My husband told me yesterday how he does not want a divorce, how he loves me and how he would rather want us to separate ( which is not possible because there just is not enough of money to run two households ) and try to work through our problems.
He can act as if nothing happened.
Sometimes it feels as if I am the only one who sees what is going on here, which makes me wonder at times if my husband is right in what he says when he is upset.
He then says that it is all my fault, I am the crazy one.
It is a complete mind f**k, excuse my language.
For today, I am trying to exhale. I am trying to file a report for what happened a few days ago. I am not pressing charges but I think it is best that my husband's outburst will be recorded. It is a scary thing to do because if he knew, he will start the "full blown war" he promised me. I have to be very careful and time it right.
What concerns me is that I will have to leach on my government and my family if we would return home, because I have sold everything when I came here.
What I own is literally just the cloths on my back.
Somehow it feels that I have two bad choices and I have to choose the one, I feel will be best for my children.
My brother is a Buddhist and he wrote me that when in doubt, do nothing. Wait until the emotions subside and do not choose only for now, but for your future and your childrens' future. My sons both have big plans for what they want to do here. One wants to be a police officer, the other one a Marine.
So, you see, a lot to think about.
Thank you all again for your time, I really appreciate it.
p.s.
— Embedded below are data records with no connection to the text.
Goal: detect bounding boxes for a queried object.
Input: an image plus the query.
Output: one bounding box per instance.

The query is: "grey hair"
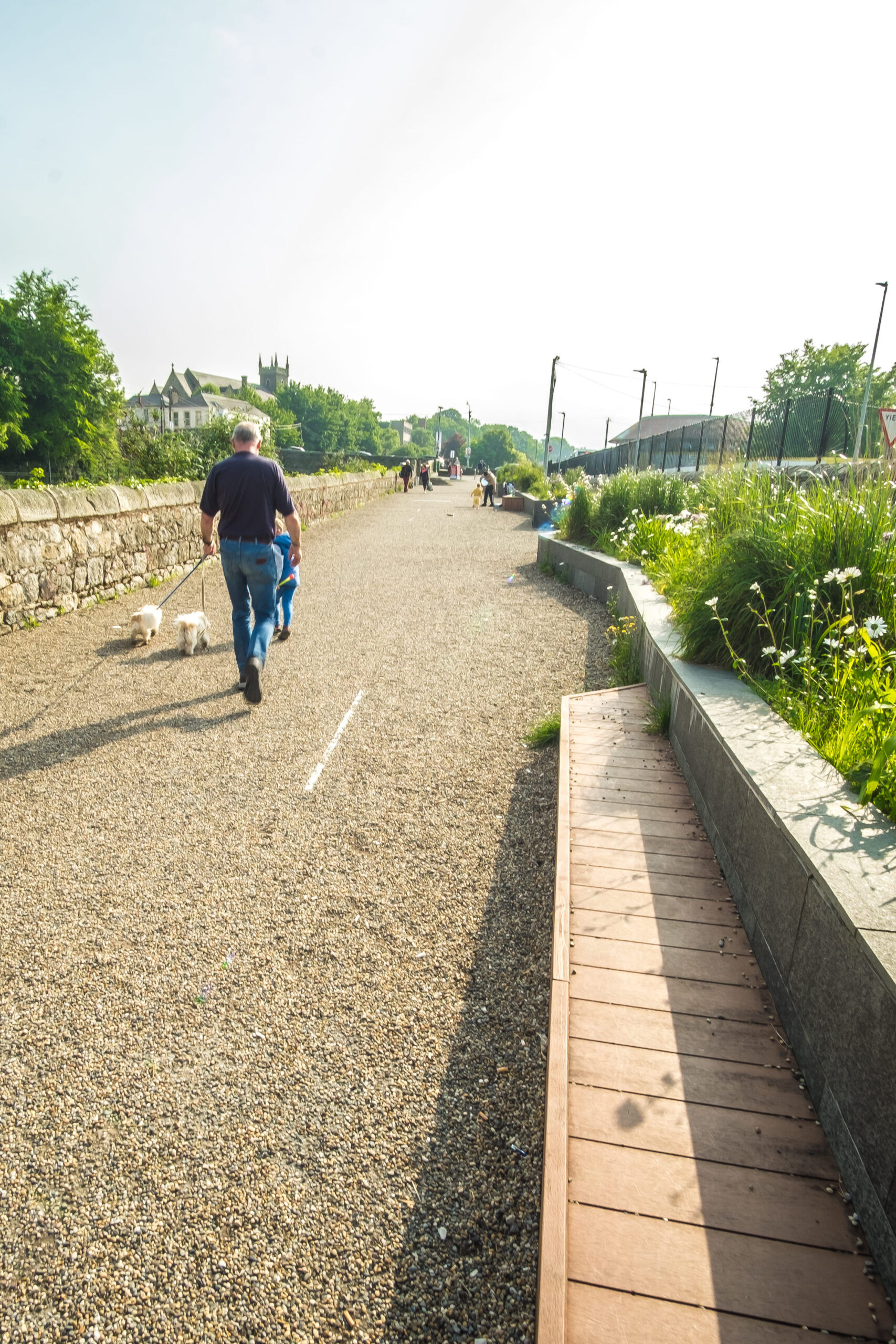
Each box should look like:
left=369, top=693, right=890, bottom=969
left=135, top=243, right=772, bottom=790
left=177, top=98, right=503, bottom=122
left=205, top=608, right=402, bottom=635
left=230, top=421, right=262, bottom=444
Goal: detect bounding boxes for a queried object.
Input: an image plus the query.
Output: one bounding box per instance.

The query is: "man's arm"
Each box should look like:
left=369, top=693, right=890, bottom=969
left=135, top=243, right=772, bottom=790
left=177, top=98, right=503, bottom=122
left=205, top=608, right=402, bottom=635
left=199, top=512, right=215, bottom=559
left=283, top=511, right=302, bottom=564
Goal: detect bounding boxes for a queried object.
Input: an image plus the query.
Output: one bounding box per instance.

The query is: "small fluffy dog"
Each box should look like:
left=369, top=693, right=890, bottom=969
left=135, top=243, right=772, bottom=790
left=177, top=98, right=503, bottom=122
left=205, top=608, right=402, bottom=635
left=175, top=612, right=211, bottom=657
left=130, top=603, right=161, bottom=644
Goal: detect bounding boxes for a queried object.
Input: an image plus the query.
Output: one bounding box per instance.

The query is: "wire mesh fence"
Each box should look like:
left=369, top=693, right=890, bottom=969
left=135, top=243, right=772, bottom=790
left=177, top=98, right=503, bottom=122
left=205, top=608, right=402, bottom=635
left=552, top=391, right=887, bottom=476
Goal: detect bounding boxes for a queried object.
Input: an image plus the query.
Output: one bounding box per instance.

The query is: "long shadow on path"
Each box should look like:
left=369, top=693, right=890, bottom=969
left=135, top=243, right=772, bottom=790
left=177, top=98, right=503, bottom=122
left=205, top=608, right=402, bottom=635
left=383, top=747, right=557, bottom=1344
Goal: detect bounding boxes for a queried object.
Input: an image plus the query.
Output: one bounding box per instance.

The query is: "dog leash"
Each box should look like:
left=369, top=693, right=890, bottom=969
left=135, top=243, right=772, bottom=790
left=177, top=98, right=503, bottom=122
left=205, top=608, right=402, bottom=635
left=154, top=555, right=211, bottom=612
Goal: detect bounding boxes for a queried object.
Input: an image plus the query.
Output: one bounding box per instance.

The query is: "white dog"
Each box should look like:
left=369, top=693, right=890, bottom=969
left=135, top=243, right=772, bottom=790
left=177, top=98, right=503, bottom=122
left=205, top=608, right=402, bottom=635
left=130, top=603, right=161, bottom=644
left=175, top=612, right=211, bottom=657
Dav125, I like to cook and when I do I am not worried about making it look as if I am not cooking. I am cutting, smelling, stirring, thinking and will clean up.
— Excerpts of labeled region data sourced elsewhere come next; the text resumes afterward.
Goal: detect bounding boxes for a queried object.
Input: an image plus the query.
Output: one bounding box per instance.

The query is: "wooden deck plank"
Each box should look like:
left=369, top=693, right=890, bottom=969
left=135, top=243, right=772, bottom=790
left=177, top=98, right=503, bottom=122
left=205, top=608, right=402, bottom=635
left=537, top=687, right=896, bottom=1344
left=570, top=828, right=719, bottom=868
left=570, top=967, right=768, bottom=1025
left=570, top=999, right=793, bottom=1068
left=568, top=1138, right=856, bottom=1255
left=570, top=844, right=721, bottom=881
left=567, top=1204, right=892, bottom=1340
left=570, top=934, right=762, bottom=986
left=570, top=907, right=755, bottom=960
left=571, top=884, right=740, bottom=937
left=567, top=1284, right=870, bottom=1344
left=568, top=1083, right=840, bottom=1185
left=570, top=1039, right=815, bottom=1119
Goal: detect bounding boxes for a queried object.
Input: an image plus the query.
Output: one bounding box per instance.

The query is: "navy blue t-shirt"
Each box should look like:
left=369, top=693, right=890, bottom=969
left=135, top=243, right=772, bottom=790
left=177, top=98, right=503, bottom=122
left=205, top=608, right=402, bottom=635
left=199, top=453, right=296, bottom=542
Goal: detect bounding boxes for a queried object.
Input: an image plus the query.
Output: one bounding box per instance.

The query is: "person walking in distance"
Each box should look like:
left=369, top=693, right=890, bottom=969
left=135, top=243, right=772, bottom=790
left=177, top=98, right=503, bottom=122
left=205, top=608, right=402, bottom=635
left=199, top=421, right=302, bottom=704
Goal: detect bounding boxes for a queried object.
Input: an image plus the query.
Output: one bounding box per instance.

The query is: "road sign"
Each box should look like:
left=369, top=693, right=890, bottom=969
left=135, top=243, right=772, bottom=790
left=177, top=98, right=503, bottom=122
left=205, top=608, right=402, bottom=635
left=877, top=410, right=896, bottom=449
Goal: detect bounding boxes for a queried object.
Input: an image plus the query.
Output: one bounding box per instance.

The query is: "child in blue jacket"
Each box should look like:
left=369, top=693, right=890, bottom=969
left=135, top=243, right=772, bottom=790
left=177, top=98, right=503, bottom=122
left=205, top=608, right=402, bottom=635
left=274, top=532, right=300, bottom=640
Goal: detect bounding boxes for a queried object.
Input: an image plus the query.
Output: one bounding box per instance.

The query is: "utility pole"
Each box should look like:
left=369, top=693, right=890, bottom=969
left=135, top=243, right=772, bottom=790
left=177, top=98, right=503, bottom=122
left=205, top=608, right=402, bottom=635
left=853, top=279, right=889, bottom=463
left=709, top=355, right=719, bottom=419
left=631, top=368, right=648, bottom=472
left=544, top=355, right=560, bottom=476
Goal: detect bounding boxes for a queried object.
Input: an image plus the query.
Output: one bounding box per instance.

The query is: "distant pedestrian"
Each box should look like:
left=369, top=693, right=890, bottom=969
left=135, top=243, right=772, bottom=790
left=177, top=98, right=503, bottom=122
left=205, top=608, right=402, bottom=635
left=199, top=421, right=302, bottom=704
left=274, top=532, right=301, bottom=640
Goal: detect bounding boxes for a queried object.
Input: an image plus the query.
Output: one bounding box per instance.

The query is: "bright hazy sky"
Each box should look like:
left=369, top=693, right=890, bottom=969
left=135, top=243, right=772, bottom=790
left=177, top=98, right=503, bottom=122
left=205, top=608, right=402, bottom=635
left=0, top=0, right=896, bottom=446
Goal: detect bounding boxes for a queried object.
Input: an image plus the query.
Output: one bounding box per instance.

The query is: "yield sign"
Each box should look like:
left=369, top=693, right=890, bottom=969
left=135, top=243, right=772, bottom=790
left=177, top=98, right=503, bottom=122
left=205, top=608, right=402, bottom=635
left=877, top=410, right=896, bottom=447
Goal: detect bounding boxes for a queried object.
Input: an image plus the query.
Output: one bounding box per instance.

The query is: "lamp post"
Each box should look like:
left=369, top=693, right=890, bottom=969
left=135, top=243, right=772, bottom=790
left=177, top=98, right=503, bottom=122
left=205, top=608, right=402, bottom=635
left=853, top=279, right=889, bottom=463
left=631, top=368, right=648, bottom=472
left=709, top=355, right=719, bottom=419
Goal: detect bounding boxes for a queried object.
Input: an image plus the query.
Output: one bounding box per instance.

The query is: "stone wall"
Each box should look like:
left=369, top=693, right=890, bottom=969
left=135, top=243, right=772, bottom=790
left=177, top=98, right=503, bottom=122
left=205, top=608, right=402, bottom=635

It has got to be messy first before you can clean up, right?
My husband is very focused on cleaning up and he is the one who called me a messy cook. Today I am proud to be a 'messy cook'.
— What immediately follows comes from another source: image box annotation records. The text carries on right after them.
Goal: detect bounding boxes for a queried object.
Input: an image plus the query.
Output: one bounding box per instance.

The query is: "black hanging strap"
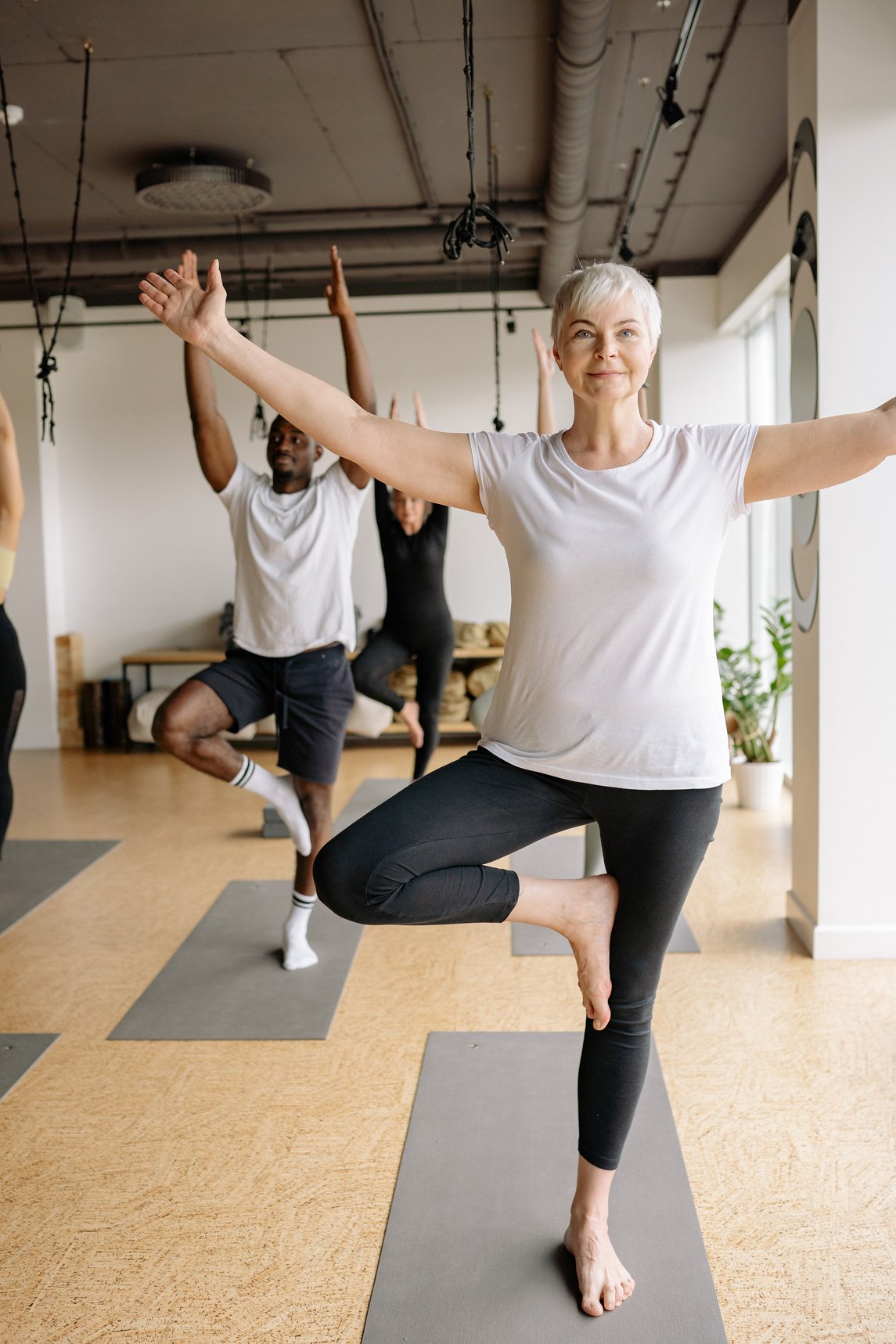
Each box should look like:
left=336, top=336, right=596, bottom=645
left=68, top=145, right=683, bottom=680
left=234, top=215, right=270, bottom=439
left=249, top=257, right=270, bottom=438
left=485, top=88, right=504, bottom=434
left=442, top=0, right=513, bottom=262
left=0, top=41, right=92, bottom=444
I see that this is from about a year ago, I hope all is well. I usually would never comment on something this old because of the fact no one will reply but I am curious now if you still are in the same situation or you changed your life.
After he hit you or abused you, and tells you that he does not care about your feelings or thoughts, you need to leave. You can move somewhere else there are a lot of help for women in your situation. There are homes shelters and even some agencies that will help you financially get into your own home. If you are continuing to stay in the situation you are in that is because you are unable to leave and you are inflicting the pain on yourself and that the longer you stay the harder it will eb to leave. I am not trying top be mean but my grandma told me that you are the only person that can conduct or destroy your happiness. If you are nothappy then just leave! No one can make you stay or go or do anyting you don't want to do. If you have children that were born here you have an option to get a green card and you won't just be "deported" you have aright too now. Please let me knwo if you can read this now and any other women that read this and are in any simular situations know that there is help out there and no man is worth feeling hrut or scared. There are many other fish in the sea!!